Wafaa Bilal | 168:01
Art Gallery of Windsor, Ontario
Curated by Srimoyee Mitra
January 30 – April 10, 2016
Curatorial Consultant to the Artist
During the invasion of Iraq in 2003, the College of Fine Arts at the University of Baghdad lost their entire library from looters who set fire to the collection. More than 70,000 books were reduced to ashes. Over thirteen years later, students at the college still have few books from which to study.
In 168:01, Bilal has constructed an austere library containing 1,000 empty white books.

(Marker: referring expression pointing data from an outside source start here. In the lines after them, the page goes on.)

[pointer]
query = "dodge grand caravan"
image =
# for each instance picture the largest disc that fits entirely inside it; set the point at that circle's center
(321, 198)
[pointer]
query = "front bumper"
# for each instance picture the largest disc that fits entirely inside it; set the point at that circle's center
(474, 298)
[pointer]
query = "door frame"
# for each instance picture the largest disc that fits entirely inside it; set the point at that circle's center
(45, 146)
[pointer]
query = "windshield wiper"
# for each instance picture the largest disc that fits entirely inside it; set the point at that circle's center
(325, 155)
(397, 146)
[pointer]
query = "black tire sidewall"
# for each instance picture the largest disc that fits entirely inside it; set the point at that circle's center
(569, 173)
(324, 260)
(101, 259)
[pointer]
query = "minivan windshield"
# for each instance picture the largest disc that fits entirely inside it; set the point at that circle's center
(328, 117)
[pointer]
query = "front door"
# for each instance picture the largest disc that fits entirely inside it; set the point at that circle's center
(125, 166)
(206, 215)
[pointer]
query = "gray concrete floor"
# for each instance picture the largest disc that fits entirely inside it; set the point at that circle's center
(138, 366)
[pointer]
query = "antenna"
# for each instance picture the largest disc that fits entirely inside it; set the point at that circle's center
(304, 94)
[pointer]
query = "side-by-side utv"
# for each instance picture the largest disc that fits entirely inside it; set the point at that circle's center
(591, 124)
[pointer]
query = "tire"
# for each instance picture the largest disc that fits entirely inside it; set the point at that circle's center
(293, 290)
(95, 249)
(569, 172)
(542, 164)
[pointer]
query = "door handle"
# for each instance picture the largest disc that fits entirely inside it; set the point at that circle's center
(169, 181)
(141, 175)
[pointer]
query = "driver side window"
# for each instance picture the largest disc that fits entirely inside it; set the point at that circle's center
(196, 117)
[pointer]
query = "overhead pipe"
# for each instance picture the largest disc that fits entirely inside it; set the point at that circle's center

The white library serves as both a monument to the staggering cultural losses endured throughout Iraq’s history as well as a platform for its rebirth. Aimed at restoring the college’s lost archives, 168:01 positions viewers as potential participants whose contributions fund educational texts from a wish list compiled by students and faculty. As the installation accrues donations, the blank books are replaced with new ones and the library’s shelves become saturated with knowledge and vibrancy. Select donors receive these books in return for their contribution and as a symbol of the void they have helped to rectify. At the end of the exhibition, all donated texts will be shipped to Baghdad. In this way, the white library activates a system of exchange connecting its visitors in Canada and beyond to the College of Fine Arts in Iraq.
Iraq has a long history of cultural destruction. During the Islamic Golden Age in the 13th century, an invading Mongol army set fire to all the libraries of Baghdad, including the famed House of Wisdom, or Bayt al-Hikma. Legend describes the invaders throwing the Bayt al-Hikma’s library into the Tigris River, creating a bridge of books for their army to cross. The pages bled ink into the river for seven days, at the end of which the books were drained of knowledge. For Bilal, 168:01 refers to the first moment when grief is transformed into a call to action, signalling the struggle to move forward from the ashes of ruin.